In case any younger readers are puzzled, smoking used to be allowed in libraries a few years ago. Again a bit like on planes, the back two tables of the Cambridge Classics Library used to be the smoking tables, and the husband recalls how the Warburg went on allowing smoking well after other London libraries. Banning it would have caused a riot amongst its elderly Eastern European readers, but did -- he points out -- make the place a bit whiffy for everyone else. (Health and Safety gurus might like to reflect that none of these libraries burnt down!)
In some ways the most interesting area of disagreement between myself and the other panellists was in terms of speed and 'academic output'. There is little doubt that a lot of information can be more quickly retrieved electronically. Most of the other speakers treated this as an unproblematic good, and one went so far as to relate our embracing of new technology to the fact that UK academics produce more outputs per head than those of other nations.
At this point I felt very much in the opposite corner.

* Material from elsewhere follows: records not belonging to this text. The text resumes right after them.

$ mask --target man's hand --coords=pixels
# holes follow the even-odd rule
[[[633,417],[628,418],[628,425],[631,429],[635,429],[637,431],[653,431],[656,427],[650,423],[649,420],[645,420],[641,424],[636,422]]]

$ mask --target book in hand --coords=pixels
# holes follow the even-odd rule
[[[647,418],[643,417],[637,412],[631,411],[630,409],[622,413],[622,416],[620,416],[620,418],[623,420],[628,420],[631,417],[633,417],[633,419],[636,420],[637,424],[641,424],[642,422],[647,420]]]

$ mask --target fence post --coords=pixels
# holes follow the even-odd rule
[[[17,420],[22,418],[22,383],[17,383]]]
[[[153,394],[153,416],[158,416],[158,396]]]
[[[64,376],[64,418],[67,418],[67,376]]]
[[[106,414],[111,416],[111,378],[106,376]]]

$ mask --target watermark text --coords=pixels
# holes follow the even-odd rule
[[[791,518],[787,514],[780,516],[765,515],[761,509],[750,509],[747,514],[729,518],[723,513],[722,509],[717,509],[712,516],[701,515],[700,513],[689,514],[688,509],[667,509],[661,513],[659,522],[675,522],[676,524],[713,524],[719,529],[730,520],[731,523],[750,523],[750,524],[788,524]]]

The fact is that really good thinking is often a very SLOW process .. and it is the kind of process that goes on when you are waiting the thirty minutes that it takes for the book to arrive on you table, or on the 15 minute (for me) bike ride to the library. Indeed speed of information retrieval can actually work against good thinking. (Should we, I wondered, start a SLOW THINKING movement like slow cooking. . .?)
And as for congratulating ourselves on producing more than other nations . . . it's quality we want, not quantity. We probably should slow down a bit.
Anyway, by I nice coincidence I am now in New York for some meetings. And I am staying in The Library Hotel . . . a niche market, boutique hotel near New York Public Library -- and on a library theme. All the rooms are numbered according to the Dewey decimal system and are kitted out with books to match (I'm in Management 600.003 which isn't too much of a temptation, but the husband had philosophy a couple of weeks ago). And the picture at the top of this post is their "Do Not Disturb" notice.
A Library where eating, drinking, sleeping -- but not smoking, of course -- are all encouraged.